Das neue Finanzhilfeprogramm hat einen Umfang von bis zu 86 Milliarden Euro für die kommenden drei Jahre. Davon umfasst die erste Tranche 26 Milliarden, vorwiegend für den Schuldendienst und für die Rekapitalisierung der Banken. Die erste Tranche ist aufgrund deutschen Drucks geringer ausgefallen als zunächst beabsichtigt. Da die Auszahlung weiterer Hilfsgelder an einen Reformfortschritt geknüpft ist, kann so der Druck auf Griechenland aufrechterhalten werden, falls der jetzt gezeigte Reformeifer nach den geplanten Neuwahlen nachlassen sollte. Experten von EU-Kommission, Europäischer Zentralbank, ESM und IWF kontrollieren regelmäßig den Reformprozess.

Griechenland wird zudem als Sicherheit für die Hilfen einen unabhängigen und von der europäischen Institutionen kontrollierten Treuhandfonds einrichten, in den Staatseigentum in Höhe von 50 Mrd. Euro zur Privatisierung überführt wird. Der Fonds dient auch dazu, die zur Privatisierung anstehenden Werte zunächst zu erhalten und zu erhöhen, um ein bei sofortigem Kauf drohende „Verramschen“ unter Wert zu verhindern.

Der IWF schließlich beabsichtigt, sich an den Finanzhilfen zu beteiligen, u. a. wenn die Rentenreform durchgeführt wurde und die Schuldentragfähigkeit gewährleistet ist. Das kann nach Auffassung der europäischen Institutionen mit dem ambitionierten Reformprogramm und zusätzlichen Maßnahmen bezüglich der Schulden (tilgungsfreie Zeiten, Schuldenstreckung) erreicht werden. Ein Schuldenschnitt bleibt ausgeschlossen.

Was wäre die Alternative zur Zustimmung gewesen? Hier machen es sich viele der Kritiker meiner Ansicht nach zu einfach: Ein Ausscheiden Griechenlands aus der Währungsunion hätte für die Ländern der Eurozone – und in erster Linie Deutschland – sofort massive finanzielle Verluste mit sich gebracht. Turbulenzen im Euroraum wären wahrscheinlich gewesen, der totale Zusammenbruch der griechischen Wirtschaft sicher. Verlässliche Prognosen über die längerfristigen Folgen eines Grexit für den Euroraum oder die geopolitische Stellung Europas lassen sich ohnehin nicht anstellen.

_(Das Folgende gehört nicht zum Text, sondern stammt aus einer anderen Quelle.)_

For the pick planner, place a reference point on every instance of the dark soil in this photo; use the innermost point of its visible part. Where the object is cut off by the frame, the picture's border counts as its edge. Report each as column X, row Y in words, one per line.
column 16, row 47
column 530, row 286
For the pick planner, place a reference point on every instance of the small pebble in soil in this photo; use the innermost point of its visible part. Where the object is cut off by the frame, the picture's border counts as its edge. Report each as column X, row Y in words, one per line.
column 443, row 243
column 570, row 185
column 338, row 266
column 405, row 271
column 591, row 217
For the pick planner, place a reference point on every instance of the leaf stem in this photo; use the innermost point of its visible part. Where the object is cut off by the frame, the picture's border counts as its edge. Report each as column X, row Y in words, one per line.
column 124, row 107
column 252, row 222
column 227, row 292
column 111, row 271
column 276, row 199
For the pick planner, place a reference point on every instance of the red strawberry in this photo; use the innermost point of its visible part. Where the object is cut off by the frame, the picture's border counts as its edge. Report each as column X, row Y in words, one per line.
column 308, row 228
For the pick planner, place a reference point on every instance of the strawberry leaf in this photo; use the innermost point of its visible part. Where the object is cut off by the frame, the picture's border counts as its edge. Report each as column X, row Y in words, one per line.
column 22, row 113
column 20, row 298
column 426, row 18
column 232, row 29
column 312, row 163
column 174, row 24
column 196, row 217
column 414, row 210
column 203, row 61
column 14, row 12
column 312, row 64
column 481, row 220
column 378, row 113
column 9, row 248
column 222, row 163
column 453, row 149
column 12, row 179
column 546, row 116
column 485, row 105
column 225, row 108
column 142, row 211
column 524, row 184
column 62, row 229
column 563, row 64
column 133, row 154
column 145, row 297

Eine verantwortungsbewusste politische Entscheidung verlangt immer ein sorgfältiges Abwägen der Alternativen. In der aktuellen weltpolitischen Situation halte ich ein einiges, stabiles Europa für unverzichtbar. Wir müssen die Krisen gemeinsam bewältigen. Eine Spaltung der Europäischen Union untergräbt die Basis für den Wohlstand unseres Landes. Das ist meiner Überzeugung nach die eigentliche Gefahr für das Wohlergehen künftiger Generationen. Wenn Griechenland auf dem jetzt begonnen Weg konsequent fortschreitet und sich entschlossen daran macht, sein Staatswesen in wesentlichen Teilen von Grund auf neu zu bauen, werden wir den Griechen engagiert zur Seite stehen. Als Deutsche wissen wir, dass ein Neuanfang möglich ist und erfolgreich sein kann. Uns ist aber auch bewusst, dass es dafür der Hilfe starker Partner bedarf.